EffSeg: Efficient Fine-Grained Instance Segmentation using Structure-Preserving Sparsity
This work addresses efficiency bottlenecks in instance segmentation for computer vision applications, representing an incremental improvement over existing methods.
The paper tackles the problem of inefficient fine-grained instance segmentation by proposing EffSeg with Structure-Preserving Sparsity, achieving similar performance to RefineMask on COCO while reducing FLOPs by 71% and increasing FPS by 29%.
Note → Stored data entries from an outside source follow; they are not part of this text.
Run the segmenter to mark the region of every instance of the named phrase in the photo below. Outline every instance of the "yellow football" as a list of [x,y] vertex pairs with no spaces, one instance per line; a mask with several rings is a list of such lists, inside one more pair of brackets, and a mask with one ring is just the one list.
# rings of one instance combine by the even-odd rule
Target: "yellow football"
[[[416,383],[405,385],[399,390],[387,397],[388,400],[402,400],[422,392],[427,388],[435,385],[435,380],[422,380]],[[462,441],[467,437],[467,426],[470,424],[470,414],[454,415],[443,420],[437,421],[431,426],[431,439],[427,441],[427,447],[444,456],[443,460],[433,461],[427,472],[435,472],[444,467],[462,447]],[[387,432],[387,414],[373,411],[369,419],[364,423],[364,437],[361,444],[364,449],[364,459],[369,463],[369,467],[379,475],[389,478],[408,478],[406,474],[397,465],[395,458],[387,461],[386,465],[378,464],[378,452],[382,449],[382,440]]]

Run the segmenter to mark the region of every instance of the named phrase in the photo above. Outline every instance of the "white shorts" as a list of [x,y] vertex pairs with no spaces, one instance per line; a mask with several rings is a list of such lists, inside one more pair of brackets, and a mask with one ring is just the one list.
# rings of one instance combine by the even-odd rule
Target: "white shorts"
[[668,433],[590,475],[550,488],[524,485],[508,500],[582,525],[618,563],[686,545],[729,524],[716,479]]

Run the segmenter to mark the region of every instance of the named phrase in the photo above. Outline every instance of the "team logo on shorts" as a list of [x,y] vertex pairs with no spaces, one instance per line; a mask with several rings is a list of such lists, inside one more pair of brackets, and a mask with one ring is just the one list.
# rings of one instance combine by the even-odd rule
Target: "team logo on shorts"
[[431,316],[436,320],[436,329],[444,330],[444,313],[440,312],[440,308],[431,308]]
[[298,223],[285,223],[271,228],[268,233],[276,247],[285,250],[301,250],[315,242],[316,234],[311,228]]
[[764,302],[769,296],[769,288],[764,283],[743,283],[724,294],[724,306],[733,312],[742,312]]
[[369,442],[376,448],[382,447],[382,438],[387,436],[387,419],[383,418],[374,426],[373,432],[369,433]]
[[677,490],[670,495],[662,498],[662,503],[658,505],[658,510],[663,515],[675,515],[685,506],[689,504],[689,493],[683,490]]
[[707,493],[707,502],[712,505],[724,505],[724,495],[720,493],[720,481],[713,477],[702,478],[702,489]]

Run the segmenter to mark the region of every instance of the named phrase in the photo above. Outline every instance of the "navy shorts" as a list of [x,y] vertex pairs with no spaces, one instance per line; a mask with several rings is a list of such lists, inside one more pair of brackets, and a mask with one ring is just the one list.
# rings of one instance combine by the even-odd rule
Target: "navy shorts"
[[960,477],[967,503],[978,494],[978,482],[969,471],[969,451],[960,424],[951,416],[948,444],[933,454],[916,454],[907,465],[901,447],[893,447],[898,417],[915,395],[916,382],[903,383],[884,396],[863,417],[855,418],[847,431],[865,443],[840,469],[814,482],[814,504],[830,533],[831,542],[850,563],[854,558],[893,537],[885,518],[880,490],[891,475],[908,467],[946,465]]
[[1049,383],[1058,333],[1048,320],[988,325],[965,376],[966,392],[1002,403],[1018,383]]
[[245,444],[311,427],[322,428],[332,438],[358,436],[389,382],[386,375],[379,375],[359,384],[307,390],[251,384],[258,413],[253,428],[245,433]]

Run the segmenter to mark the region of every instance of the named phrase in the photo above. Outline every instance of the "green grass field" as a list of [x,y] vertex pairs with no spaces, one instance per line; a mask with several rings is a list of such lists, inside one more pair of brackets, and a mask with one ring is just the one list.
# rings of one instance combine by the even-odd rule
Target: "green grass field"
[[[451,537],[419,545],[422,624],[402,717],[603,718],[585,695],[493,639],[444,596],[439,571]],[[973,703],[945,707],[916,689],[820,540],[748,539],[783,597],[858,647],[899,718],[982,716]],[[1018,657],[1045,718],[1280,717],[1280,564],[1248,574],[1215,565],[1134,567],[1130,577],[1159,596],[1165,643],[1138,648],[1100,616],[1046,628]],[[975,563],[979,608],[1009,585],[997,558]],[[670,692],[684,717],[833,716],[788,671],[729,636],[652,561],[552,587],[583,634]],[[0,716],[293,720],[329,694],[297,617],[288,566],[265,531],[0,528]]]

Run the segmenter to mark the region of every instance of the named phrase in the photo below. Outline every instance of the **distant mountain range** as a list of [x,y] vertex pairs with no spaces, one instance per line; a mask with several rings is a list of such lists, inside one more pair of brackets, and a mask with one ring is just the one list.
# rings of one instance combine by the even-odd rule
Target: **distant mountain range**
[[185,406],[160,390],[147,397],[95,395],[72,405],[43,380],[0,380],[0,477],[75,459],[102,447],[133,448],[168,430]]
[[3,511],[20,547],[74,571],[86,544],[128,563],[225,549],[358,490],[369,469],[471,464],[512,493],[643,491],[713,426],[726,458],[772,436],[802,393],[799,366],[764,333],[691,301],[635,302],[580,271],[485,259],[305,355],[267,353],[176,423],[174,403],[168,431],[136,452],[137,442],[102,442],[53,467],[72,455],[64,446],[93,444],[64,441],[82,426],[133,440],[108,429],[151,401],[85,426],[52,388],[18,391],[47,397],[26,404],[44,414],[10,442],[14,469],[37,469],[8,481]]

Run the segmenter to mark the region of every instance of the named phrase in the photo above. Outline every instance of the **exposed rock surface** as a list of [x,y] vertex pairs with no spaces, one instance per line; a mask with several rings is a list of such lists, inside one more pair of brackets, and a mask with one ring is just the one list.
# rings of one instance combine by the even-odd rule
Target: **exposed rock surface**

Many two-stage instance segmentation heads predict a coarse 28x28 mask per instance, which is insufficient to capture the fine-grained details of many objects. To address this issue, PointRend and RefineMask predict a 112x112 segmentation mask resulting in higher quality segmentations. Both methods however have limitations by either not having access to neighboring features (PointRend) or by performing computation at all spatial locations instead of sparsely (RefineMask). In this work, we propose EffSeg performing fine-grained instance segmentation in an efficient way by using our Structure-Preserving Sparsity (SPS) method based on separately storing the active features, the passive features and a dense 2D index map containing the feature indices. The goal of the index map is to preserve the 2D spatial configuration or structure between the features such that any 2D operation can still be performed. EffSeg achieves similar performance on COCO compared to RefineMask, while reducing the number of FLOPs by 71% and increasing the FPS by 29%. Code will be released.